Conto do livro Tentativa, editado em São Paulo pela Revista dos Tribunais, em 1941. Prêmio Academia de São Paulo, julgado pela Academia Paulista de Letras.
(Segunda excursão pela vaidade humana)
Moro numa pensão lá na rua Maria Paula. Não direi o número, pois seria indicação preciosa aos credores e fila-boias. Ao invés de um moço que está estudando canto (como na conhecida canção carnavalesca), há na vizinhança uma Casa dos Espíritos. Trata-se, por sinal, de espíritos bem barulhentos e irrequietos.

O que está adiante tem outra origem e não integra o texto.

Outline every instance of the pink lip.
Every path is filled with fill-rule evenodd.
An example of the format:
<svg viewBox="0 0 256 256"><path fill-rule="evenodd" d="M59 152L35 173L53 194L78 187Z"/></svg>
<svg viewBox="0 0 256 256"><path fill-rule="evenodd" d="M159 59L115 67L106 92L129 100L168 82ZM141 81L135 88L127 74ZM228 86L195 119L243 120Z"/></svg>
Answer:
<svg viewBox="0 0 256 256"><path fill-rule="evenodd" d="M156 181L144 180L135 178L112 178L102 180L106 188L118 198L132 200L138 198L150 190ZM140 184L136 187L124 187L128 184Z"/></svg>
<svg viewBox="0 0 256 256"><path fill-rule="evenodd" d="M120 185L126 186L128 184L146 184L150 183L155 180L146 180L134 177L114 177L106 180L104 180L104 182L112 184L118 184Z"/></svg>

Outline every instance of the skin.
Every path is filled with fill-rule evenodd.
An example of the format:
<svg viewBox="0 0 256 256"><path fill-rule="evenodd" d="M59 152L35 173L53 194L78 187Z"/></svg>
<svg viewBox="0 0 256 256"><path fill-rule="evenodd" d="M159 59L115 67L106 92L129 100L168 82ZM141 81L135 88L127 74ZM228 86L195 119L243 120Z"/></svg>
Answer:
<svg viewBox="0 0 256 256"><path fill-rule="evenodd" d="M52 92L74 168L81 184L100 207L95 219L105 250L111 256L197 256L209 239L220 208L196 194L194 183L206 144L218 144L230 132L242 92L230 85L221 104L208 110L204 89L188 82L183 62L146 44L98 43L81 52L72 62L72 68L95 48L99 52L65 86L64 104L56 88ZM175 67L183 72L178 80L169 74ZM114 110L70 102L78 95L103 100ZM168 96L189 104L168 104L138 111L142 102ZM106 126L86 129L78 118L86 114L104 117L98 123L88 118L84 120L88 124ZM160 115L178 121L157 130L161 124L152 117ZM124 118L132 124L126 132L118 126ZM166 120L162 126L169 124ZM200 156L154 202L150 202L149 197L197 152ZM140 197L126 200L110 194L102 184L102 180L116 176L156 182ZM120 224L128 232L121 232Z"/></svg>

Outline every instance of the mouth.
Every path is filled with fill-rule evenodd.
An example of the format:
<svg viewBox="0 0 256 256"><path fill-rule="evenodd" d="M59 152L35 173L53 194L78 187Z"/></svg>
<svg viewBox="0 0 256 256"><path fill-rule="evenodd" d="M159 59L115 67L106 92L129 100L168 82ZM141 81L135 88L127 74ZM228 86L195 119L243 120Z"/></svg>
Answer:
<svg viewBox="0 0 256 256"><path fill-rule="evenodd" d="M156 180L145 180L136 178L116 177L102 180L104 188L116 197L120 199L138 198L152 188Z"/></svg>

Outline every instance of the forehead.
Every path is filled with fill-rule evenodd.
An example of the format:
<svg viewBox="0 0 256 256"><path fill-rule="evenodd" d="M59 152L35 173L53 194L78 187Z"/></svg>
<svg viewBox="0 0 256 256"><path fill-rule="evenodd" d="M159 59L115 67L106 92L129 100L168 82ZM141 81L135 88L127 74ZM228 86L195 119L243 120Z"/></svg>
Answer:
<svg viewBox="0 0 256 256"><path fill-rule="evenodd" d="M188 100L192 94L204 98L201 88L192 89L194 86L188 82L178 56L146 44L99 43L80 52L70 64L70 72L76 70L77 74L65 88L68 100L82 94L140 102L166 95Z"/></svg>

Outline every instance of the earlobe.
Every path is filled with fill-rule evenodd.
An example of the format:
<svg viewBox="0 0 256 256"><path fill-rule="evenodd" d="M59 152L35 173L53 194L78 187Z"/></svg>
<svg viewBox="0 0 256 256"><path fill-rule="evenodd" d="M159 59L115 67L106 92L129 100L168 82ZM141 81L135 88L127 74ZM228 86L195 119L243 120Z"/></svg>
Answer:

Fazem uma vitrola antediluviana espancar os ouvidos da gente com árias italianas desde as nove da manhã e entregam-se ao delicioso esporte de rachar lenha.
Contudo, isso é outra história, como diria Mr. Rudyard Kipling... Resolvi aproveitar a oportunidade. Na fria e ventosa noite de São Pedro e São Paulo, em lugar de soltar bombas ou balões, deliberei ter uma conversa mediúnica com Machado de Assis. Dirigi-me para a Casa dos Espíritos. Topei logo de início com uma sala, tendo em cima da porta de entrada um nome arrevesado: Gabinete de Metapsíquica. Eis aí uma coisa que a gente não alcança entender bem, condição essencial à crença e à devoção. Lá no fundo, vi alguém, não podendo dizer logo se era homem ou mulher, pois estava metido numa espécie de escafandro guarnecido de molas, fios em espiral, válvulas, lâmpadas e outros apetrechos da familiaridade dos engenheiros. Juntas à parede, no sentido do comprimento, sucediam-se dezessete cabines. Cheguei ao camarada do escafandro e perguntei:
– Por obséquio, pode fazer-me uma ligação com o Sr. Machado de Assis?

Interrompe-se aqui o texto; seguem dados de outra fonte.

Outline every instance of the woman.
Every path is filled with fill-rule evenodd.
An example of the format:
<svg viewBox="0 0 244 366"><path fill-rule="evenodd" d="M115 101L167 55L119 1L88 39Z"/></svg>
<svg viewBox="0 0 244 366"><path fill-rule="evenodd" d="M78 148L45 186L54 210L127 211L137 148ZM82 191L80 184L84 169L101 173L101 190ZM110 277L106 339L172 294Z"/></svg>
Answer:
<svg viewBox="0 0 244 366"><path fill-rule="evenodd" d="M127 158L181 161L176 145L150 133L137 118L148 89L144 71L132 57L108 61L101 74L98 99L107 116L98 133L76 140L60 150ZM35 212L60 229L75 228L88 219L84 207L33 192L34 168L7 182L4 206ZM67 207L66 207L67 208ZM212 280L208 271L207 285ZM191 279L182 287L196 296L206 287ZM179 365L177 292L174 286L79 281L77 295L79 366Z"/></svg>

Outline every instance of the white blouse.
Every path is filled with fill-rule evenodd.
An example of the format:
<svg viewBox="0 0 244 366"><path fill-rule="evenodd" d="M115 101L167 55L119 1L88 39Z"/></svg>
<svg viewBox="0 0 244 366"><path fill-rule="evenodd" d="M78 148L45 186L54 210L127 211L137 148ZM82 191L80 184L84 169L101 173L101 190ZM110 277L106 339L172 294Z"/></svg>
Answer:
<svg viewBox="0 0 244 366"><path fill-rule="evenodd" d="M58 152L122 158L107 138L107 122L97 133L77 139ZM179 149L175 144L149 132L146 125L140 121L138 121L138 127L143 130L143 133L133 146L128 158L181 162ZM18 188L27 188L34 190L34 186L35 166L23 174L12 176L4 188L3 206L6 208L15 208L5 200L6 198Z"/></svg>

Voltou para mim a intrincada aparelhagem que trazia na cabeça, indagando:
– Machado... de quê?
– De Assis...
– Ah! Machado de Assis... Conheci um pedreiro chamado Belizário de Assis, que morreu há uns dois anos. Seriam parentes?
– Não sei não, senhora. (Já não tinha dúvidas quanto ao sexo de meu interlocutor. Revelara-o sua voz esganiçada e, em segundo lugar, a bisbilhotice palreira com que remexia nas escabrosas questões de parentela.) Acho, porém, muito difícil, porquanto o Assis de que lhe estou falando nascia há precisamente cem anos. É tido como o maior escritor brasileiro...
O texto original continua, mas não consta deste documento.